Вдруг он приваливается к сундукам, и я успеваю разглядеть в его глазах беспокойство, которое он пытался от меня скрыть.
— Мэри. — Трэвис опускает глаза на свои стиснутые кулаки и побелевшие пальцы. — Ты что-нибудь чувствуешь? Я про… — Он судорожно сглатывает слюну. — Ты чувствуешь?..
Трэвис приходит в ужас от своего вопроса, и он повисает в воздухе, точно едкая вонь.
— Я здорова, — решительно и твердо отвечаю я, но Трэвиса, видимо, так просто не убедишь. — По-твоему, я бы не поняла? Думаешь, зараженные не чувствуют, как смерть разъедает им вены?
Несколько секунд он размышляет над этим и, видимо, соглашается.
— А ты бы мне сказала, если бы почувствовала?
Мне хочется ответить, что да, сказала бы, но я не могу.
— Только в самом конце, — отвечаю я. Мысль о том, что придется снова разбить Трэвису сердце, невыносима.
Он открывает рот, чтобы возразить, но тут же закрывает и окидывает взглядом разбросанную по полу одежду. Дом под нами пульсирует от ударов Нечестивых, и лицо Трэвиса искажается от ужаса и решимости.
— Плевать на них, — говорит он (то ли про Нечестивых, то ли про остальных на платформе). — Помоги мне разорвать одежду и простыни, свяжем из них веревку. Если ткань не очень прочная, плети из обрывков косу.
Я киваю, сажусь рядом с кучей тряпок и начинаю рвать простыни, связывая клочки прочными узлами. Первое платье, которое я выбираю из вороха одежды, то самое, зеленое. Усилием воли гоню от себя мысли о его бывшей хозяйке.
Трэвис возвращается на балкон и начинает втягивать на чердак толстые порванные канаты, что свисают до самой земли. Раньше они были частью моста, поэтому в узлах попадаются обломки досок. Трэвис вышибает их здоровой ногой и кольцами укладывает канаты на полу.
— Думаешь, нам удастся добросить веревку?
— Как-нибудь добросим, — отвечает Трэвис, не поднимая головы.
Его пальцы быстро-быстро связывают между собой обрывки тряпок и канатов.

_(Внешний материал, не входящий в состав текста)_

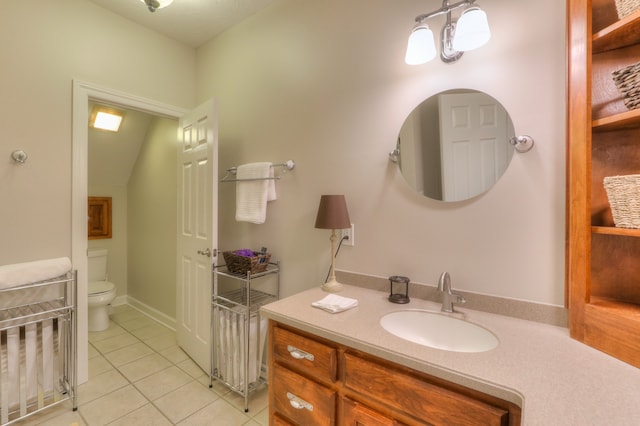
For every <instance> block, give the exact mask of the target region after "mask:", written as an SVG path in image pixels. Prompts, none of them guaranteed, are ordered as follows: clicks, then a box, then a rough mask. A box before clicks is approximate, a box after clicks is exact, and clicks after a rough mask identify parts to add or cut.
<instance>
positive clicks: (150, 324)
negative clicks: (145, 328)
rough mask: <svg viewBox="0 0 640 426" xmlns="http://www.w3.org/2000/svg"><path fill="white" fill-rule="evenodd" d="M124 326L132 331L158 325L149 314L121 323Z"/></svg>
mask: <svg viewBox="0 0 640 426" xmlns="http://www.w3.org/2000/svg"><path fill="white" fill-rule="evenodd" d="M119 324H120V326H121V327H122V328H124V329H125V330H127V331H129V332H131V331H134V330H139V329H141V328H144V327H149V326H152V325H157V323H156V322H155V321H154V320H152V319H151V318H149V317H147V316H144V315H143V316H141V317H140V318H133V319H130V320H128V321H124V322H121V323H119Z"/></svg>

Тут пол под нами содрогается. Аргус тоже это чувствует и начинает утробно рычать, поджав хвост. Он льнет к моим ногам, загораживая меня от люка своим теплым тельцем. Нечестивые стремительно заполняют пространство под нами, точно где-то открыли кран. Скоро они доберутся до люка, и тогда… От этих мыслей я начинаю работать еще усердней и быстрее.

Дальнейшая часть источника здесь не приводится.